I woke up with that anxious feeling again today, but this time it was in my chest, not my stomach. Like I have an anxious heart. My guy (who I am as yet unable to call anything other than ‘my guy’) came this morning to say goodbye to the girls and me, before leaving town to head south.
I have been doing a lot of work on being OK. I have realised that heartbreak in its essence is very selfish; through the fog of my own devastation I’ve not been clear on the needs of all the people around me or been able to hear any other point of view but my own. I’m not trying to not feel it, or not have the experience of it, but I am trying to shift my focus outwards, because when I do that my heart seems to hurt a whole lot less, and the people around me feel that. I’m especially trying to regroup for my family, my girls four.

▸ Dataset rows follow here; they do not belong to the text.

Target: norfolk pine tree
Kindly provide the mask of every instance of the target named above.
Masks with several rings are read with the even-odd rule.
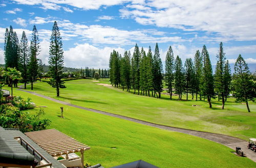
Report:
[[[143,91],[143,95],[144,95],[145,93],[145,91],[146,89],[146,52],[143,49],[143,47],[141,47],[141,51],[140,51],[140,86],[141,90],[141,92]]]
[[[166,53],[166,57],[165,58],[165,76],[164,80],[165,85],[169,90],[170,100],[172,100],[173,95],[173,82],[174,81],[174,70],[175,62],[174,53],[172,47],[170,46]]]
[[[196,92],[196,101],[197,100],[198,95],[200,92],[200,79],[202,75],[202,57],[200,55],[199,50],[197,50],[195,54],[194,58],[195,65],[195,82],[194,88]],[[200,100],[201,99],[200,95]]]
[[[215,96],[212,68],[206,47],[204,45],[202,50],[203,68],[201,77],[200,91],[202,96],[206,97],[209,107],[211,108],[211,98]]]
[[[188,93],[190,93],[194,97],[194,69],[193,62],[191,58],[186,59],[184,67],[186,100],[187,100]]]
[[[38,33],[35,25],[34,25],[32,31],[31,41],[30,42],[30,58],[29,63],[28,71],[29,79],[31,83],[31,90],[33,90],[33,83],[38,76],[38,63],[37,57],[40,52],[39,45]]]
[[[65,88],[61,80],[64,64],[62,43],[57,22],[54,21],[50,38],[49,59],[49,73],[52,79],[48,82],[52,87],[56,88],[57,96],[59,96],[59,89]]]
[[[255,85],[251,80],[251,75],[247,64],[241,54],[234,64],[233,75],[234,97],[238,102],[245,102],[248,112],[250,112],[248,101],[255,101]]]
[[[185,90],[185,76],[182,61],[179,57],[179,55],[177,56],[175,60],[175,72],[174,76],[175,93],[179,95],[179,99],[181,100],[182,93]]]
[[[152,51],[151,51],[151,47],[150,46],[148,47],[148,51],[146,58],[146,82],[145,89],[147,91],[148,96],[150,97],[150,91],[152,92],[153,89],[153,55]]]
[[[135,94],[136,89],[138,89],[138,95],[140,93],[140,52],[138,45],[135,45],[134,52],[133,52],[133,66],[134,73],[134,93]]]
[[[231,81],[232,80],[232,76],[231,75],[231,69],[230,66],[228,64],[228,60],[226,61],[224,66],[224,95],[225,95],[225,101],[227,101],[227,96],[229,95],[229,93],[231,92]]]
[[[19,69],[22,73],[22,77],[24,82],[24,88],[26,89],[27,83],[29,81],[28,66],[29,62],[29,48],[28,39],[24,31],[22,33],[22,37],[19,44]]]
[[[226,83],[227,80],[225,80],[224,73],[226,57],[225,57],[225,53],[223,52],[222,45],[222,42],[221,42],[219,54],[217,55],[218,60],[215,69],[215,85],[216,91],[218,93],[218,97],[220,96],[222,100],[222,109],[224,109],[225,98],[226,94],[226,88],[225,86],[227,84]]]
[[[153,57],[153,81],[155,94],[158,92],[158,96],[157,97],[161,98],[161,92],[162,92],[163,83],[163,66],[162,61],[160,57],[159,49],[158,44],[156,44],[156,48],[155,49],[155,54]]]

Kids have such a simple view on saying goodbye. I do not think it has been easy at all for my biggest girl, and I can only love her even though I can see her pain. The other 3 can just put aside whatever any possibilities of meaning are and just run to hug him when he gets here, and chat to him about school and tell him they love him as they hug him goodbye and then head off to school chatting about their day. I made a real effort to be cool and brave this morning because those goodbyes are not about me, they are about them and I want them to see that when you love someone you can let them go with love. In the end it’s not anyone’s fault that we cannot agree on another way to do this together. If I trust that this is how it’s meant to be, then I’m not trying to make it something else that makes sense to me.
Yesterday in the car outside the supermarket (while I waited with the little two, while my biggest girl went to find special ingredients to make sugar free cheesecake which was taking ages and the little two were going nuts and jumping out of the sunroof and waving their Peppa Pig stuffed toys at their own reflection in the shop window) Miss 5 put on a new CD. Generally that would have been fine, but it was Acoustic Love Songs disc 2. Anyone know the first track on that CD? Goodbye my Lover by James Blunt. It lasted about 20 seconds before I turned into Psycho Mum and requested another song. Psycho-ly. So today in full surround stereo in my head is that song playing over and over. No wonder my heart is anxious.
My truth right now is this – I love him, I’m missing him, and I’m really sad about that. But I am allowing this to happen with as much graciousness as I can muster.
How do you say goodbye? You hug them so your hearts touch, and you touch their teary cheek with your teary cheek and you kiss their lips as though it is the last time. And say goodbye.